To evaluate pharmacokinetics of amikacin (AMK), one of the aminoglycoside antibiotics, children with ages from 2 days to 11 years were treated with various doses by various administration routes, and both plasma and urinary levels of AMK were determined. The following is a summary of the results obtained:
1. Of 6 children, three were treated with 2.0 mg/kg of AMK by a 30-minute intravenous drip infusion, and the other 3 with 4.0 mg/kg by a 60-minute.
Peaks of average plasma levels were observed at the ends of the infusions in both cases, and their levels were 9.23 and 13.67μg/ml, respectively, showing a dose-dependency.

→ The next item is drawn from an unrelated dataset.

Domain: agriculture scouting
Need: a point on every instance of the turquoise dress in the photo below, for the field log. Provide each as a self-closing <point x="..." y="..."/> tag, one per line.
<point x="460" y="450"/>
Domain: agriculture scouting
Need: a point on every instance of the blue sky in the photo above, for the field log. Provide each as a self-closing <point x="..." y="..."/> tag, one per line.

Both half-lives and areas under plasma concentration-time curves (AUCs) were similar to those of adults. However, the volume of distribution (Vd) showed a lower value than that of adults. Peaks of average urine levels were 149.3μg/ml with 2.0 mg/kg in 0-2 hours after the start of the infusion and 223.3μg/ml with 4.0 mg/kg in 2-4 hours. Average urinary recovery rates within 6 hours after the start of the infusion were 95.4% with 2.0 mg/kg and 85.7% with 4.0 mg/kg.
These recoveries were equal to or higher than that of adults.
2. When 3.0, 4.0 and 6.0 mg/kg of AMK were administered to 3 groups of mature or premature babies by intramuscular injection, average peak levels of AMK in plasma were 6.26, 8.61 and 12.60μg/ml, respectively, at 30 minutes after the injection, showing dose-dependency. In these groups, the younger the day age after birth was, the longer the half-life became. The AUCs were larger as the half-life became longer. The Vd was larger than that in the intravenous drip infusion group, but, any particular was not observed. Average peak levels of AMK in urine were 78.83μg/ml at 4-6 hours with a dose level of 3.0 mg/kg, 99.17μg/ml at 2-4 hours with 4.0 mg/kg and 139.20μg/ml at 0-2 hours with 6.0 mg/kg. Average urinary recovery rates within 6 hours were 36.57% with 3.0 mg/kg, 34.67% with 4.0 mg/kg and 43.77% with 6.0 mg/kg. These recovery rates were markedly lower than those observed in adults and children. One of the causes of this low recovery is that mature and premature babies have immature renal functions.
3. When 3.0 mg/kg of AMK was administered to three premature babies by a 30-m inute intravenous drip infusion, the average peak plasma levels was 7.61μg/ml at the end of the drip infusion. This level was similar to that after an intramuscular injection of the same dose level in mature and premature babies. The longer half-life was observed in those babies with younger day-age or with smaller body weight. AUCs became larger as half-lives were longer. The Vd was larger than that in children treated by intravenous drip infusion. Statistical significance was not observed, however.
When 6.0 mg/kg of AMK was administered to a mature baby by a 30-minute intravenous drip infusion, the peak plasma level was 14.1μg/ml at the end of the drip infusion. It was slightly higher than the average peak plasma level in premature babies treated with 6.0 mg/kg by an intramuscular injection. A dose-dependency was observed in 3.0 and 6.0 mg/kg dose groups with 30-minute intravenous drip infusion. The half-life was 1.84 hours, which was al ittle longer than that of children treated with intravenous drip infusion.
The Vd in the premature babies was larger than that in children studied. When 6.0 mg/kg of AMK was administered to 2 premature babies by a 60-minute intravenous drip infusion, the average peak levels of plasma concentration was 17.6μg/ml reached at the end of the infusion. This level was higher than that of premature babies treated with the same dose by an intramuscular injection or that of premature babies treated by a 30-minute intravenous drip infusion. The half-life was slightly longer, and as the half-life became longer, AUC and Vd became larger than those in children administered with AMK by intravenous drip infusion.